In Bank of Cyprus Limited v Menelaou  UKSC 66, the Supreme Court upheld the decision of the Court of Appeal that a lender can rely on subrogation of the unpaid vendor’s lien in cases of unjust enrichment to protect their security when a charge is not registered over the property. As such, lenders have a potential equitable remedy which allows them to seek an order for sale under section 90 of the Law of Property Act 1925 when a charge to secure purchase funds has not been registered.
Rush Green Hall was a property owned jointly by Mr and Mrs Menelaou, the parents of the Defendant, with two charges registered over it to secure monies loaned by the Claimant. In 2008, Mr and Mrs Menelaou decided to sell their property and move into a smaller family home, which would be purchased in the name of their daughter, Melissa Menelaou, to be held on trust for her younger siblings. The funding to secure the purchase came from Bank of Cyprus Limited (‘the Bank’) releasing their charges over Rush Green Hall on the condition that they be paid £750,000 from the sale proceeds and have a charge registered over the new property. The charge was registered over the new property when Melissa Menelaou became the registered proprietor, however it transpired that she had not been made aware of the charge - she alleged that she had never signed the charge document and that the contents of the document had been modified by the solicitors acting in the purchase without consulting her. It was accepted by the Bank and by the conveyancing solicitors during the trial that the charge was void. The question before the court was therefore the remedies available for the Bank and how they could protect their position. The Bank claimed that, as the funds used to purchase the property originated from the charges over Rush Green Hall, the law entitled them to be subrogated to the unpaid vendor’s lien as a remedy against Melissa Menelaou’s unjust enrichment, thus enabling them to claim a charge over the property.
Relying significantly on the case of Beneditti v Sawiris  UKSC 50, the Supreme Court held that Melissa Meneloau had, through no deliberate wrongdoing on her own part, been unjustly enriched, having been able to obtain the freehold property free from the intended charge while the Bank lost the protection of its registered charge. While there had been no direct payment of the purchase funds from the Bank to Melissa Menelaou (as there would be in the case of a standard mortgage transaction), both Lord Clarke and Lord Neuberger found that it was enough to show a “sufficient causal connection” between the loss to the Bank and the benefit to Melissa Menelaou.

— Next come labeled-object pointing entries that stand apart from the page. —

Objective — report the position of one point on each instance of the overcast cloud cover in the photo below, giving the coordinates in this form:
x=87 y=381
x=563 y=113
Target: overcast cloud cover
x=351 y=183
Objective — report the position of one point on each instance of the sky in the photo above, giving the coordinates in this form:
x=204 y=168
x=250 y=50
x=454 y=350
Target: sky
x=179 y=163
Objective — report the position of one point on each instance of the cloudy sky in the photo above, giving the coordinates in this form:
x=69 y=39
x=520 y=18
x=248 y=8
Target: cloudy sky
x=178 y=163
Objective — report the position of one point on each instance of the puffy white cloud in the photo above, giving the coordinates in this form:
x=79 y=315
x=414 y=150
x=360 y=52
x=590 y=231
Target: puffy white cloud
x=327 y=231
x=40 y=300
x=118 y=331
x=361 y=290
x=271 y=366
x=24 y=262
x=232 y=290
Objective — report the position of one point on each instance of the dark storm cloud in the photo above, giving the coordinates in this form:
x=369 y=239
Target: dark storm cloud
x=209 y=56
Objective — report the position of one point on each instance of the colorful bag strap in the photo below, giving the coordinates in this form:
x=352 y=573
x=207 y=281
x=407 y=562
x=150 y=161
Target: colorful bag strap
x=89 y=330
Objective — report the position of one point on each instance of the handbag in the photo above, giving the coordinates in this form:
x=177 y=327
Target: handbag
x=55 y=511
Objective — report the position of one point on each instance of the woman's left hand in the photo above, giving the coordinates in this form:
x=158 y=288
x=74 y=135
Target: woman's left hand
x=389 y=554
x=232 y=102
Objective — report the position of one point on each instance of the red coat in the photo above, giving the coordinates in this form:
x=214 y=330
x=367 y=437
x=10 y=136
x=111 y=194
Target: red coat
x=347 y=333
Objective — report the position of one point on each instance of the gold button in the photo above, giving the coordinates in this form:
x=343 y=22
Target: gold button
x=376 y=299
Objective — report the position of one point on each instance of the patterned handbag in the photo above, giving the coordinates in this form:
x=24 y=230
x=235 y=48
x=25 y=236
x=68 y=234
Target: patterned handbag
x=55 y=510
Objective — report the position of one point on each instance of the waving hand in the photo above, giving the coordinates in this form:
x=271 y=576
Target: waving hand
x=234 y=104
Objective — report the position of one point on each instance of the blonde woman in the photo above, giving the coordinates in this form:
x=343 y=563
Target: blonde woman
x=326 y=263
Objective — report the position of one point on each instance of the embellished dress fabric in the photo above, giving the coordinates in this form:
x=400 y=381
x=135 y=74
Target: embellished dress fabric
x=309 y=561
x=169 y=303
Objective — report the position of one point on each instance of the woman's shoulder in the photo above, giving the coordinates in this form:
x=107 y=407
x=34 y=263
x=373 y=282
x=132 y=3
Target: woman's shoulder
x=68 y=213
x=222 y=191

The matter to be decided, therefore, was what remedy was available to the Bank.
Subrogation of the Unpaid Vendor’s Lien
Significant consideration was given to Lord Justice Hoffman’s comments in Banque Financière de la Cité v Parc (Battersea) Ltd  1 AC 221, in particular the definition of subrogation as an equitable remedy available in cases of unjust enrichment. Lord Neuberger in particular found that subrogation of the unpaid vendor’s lien, a proprietary interest usually reserved for vendors where a conveyance of property has taken effect without the full purchase price having been paid, was the most appropriate remedy in cases such as this, as it would give the Bank a right very similar to the one it was intended they would have, allowing them to seek an order for sale by relying on s.90 Law of Property Act 1925, rather than relying on a power of sale under a valid registered charge.
While a similar view to the above was taken by Lord Clarke, Lord Wilson and Lord Kerr, it is worth noting that while Lord Carnworth agreed that the Bank could rely on subrogation, he reached this conclusion based on different reasoning to the rest of the court, taking the view that the Bank could rely on the traditional rules of subrogation by finding a tracing link between the Bank and the funds used in the purchase of the property.

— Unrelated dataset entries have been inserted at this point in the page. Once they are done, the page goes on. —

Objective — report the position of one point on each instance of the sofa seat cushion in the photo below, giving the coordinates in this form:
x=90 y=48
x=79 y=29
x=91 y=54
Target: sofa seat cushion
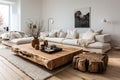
x=22 y=40
x=99 y=45
x=70 y=42
x=58 y=40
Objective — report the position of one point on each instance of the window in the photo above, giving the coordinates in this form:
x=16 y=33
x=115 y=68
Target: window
x=4 y=16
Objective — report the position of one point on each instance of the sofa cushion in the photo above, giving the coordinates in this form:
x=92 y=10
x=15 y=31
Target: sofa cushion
x=89 y=35
x=53 y=34
x=58 y=40
x=62 y=34
x=22 y=40
x=103 y=38
x=71 y=34
x=98 y=45
x=14 y=35
x=5 y=35
x=70 y=42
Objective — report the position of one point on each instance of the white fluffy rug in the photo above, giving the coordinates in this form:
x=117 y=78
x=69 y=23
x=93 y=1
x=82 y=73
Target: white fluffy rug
x=33 y=70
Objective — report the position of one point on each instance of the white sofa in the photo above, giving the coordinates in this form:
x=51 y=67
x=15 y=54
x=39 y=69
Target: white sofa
x=101 y=44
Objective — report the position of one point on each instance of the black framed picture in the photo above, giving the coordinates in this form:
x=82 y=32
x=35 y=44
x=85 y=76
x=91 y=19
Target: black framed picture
x=82 y=18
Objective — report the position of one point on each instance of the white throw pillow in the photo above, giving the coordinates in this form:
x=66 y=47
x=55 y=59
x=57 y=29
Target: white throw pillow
x=52 y=34
x=57 y=32
x=62 y=34
x=5 y=35
x=71 y=34
x=14 y=35
x=89 y=35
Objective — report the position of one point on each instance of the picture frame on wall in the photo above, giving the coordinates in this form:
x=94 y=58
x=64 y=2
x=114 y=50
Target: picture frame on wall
x=82 y=18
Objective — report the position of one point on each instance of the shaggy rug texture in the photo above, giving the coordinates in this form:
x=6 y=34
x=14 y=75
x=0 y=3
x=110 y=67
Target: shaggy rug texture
x=33 y=70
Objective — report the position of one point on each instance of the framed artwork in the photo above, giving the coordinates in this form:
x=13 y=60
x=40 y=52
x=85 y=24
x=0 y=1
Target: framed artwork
x=82 y=18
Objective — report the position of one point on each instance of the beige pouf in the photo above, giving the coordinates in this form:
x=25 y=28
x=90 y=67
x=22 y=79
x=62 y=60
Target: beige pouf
x=90 y=62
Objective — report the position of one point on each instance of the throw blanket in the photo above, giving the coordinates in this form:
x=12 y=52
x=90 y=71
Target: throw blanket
x=84 y=42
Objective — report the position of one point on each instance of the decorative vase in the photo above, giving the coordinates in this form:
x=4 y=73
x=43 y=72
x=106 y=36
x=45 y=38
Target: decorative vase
x=35 y=41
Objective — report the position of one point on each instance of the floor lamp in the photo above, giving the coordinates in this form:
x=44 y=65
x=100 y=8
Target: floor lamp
x=50 y=21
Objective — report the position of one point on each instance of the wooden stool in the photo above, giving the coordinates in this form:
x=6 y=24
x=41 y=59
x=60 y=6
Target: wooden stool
x=90 y=62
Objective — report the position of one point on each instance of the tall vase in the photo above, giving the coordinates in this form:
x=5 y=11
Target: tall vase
x=35 y=41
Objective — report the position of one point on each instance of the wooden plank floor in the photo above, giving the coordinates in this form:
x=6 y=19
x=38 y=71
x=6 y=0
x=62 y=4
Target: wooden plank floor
x=10 y=72
x=112 y=73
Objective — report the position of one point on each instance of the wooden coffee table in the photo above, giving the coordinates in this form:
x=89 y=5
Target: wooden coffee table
x=50 y=61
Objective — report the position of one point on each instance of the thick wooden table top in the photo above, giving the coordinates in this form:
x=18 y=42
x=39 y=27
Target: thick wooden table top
x=50 y=61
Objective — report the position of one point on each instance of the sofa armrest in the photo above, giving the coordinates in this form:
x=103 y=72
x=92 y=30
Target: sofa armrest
x=103 y=38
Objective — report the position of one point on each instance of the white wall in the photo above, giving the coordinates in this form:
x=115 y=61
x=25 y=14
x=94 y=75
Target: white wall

The Supreme Court’s decision in Bank of Cyprus Limited v Menelaou  UKSC 66 will be a welcome one for lenders, providing important protection in situations where a charge is void due to allegations of forgery. In confirming that the Bank could rely on subrogation of the unpaid vendor’s lien to remedy unjust enrichment, the court placed the Bank in as close a position as possible to the position it would have been in had the charge over the new property been correctly registered as intended rather than being placed in the position of an unsecured creditor. While the equitable nature of the remedy does leave a lender’s enforcement options at the discretion of the court rather than being able to seek possession in the usual way, it does provide a lender with the ability to request an order for sale pursuant to section 90 of the Law of Property Act 1925 and thus provides a level of protection for lenders who are unable to rely on a registered charge to secure the loaned purchase funds.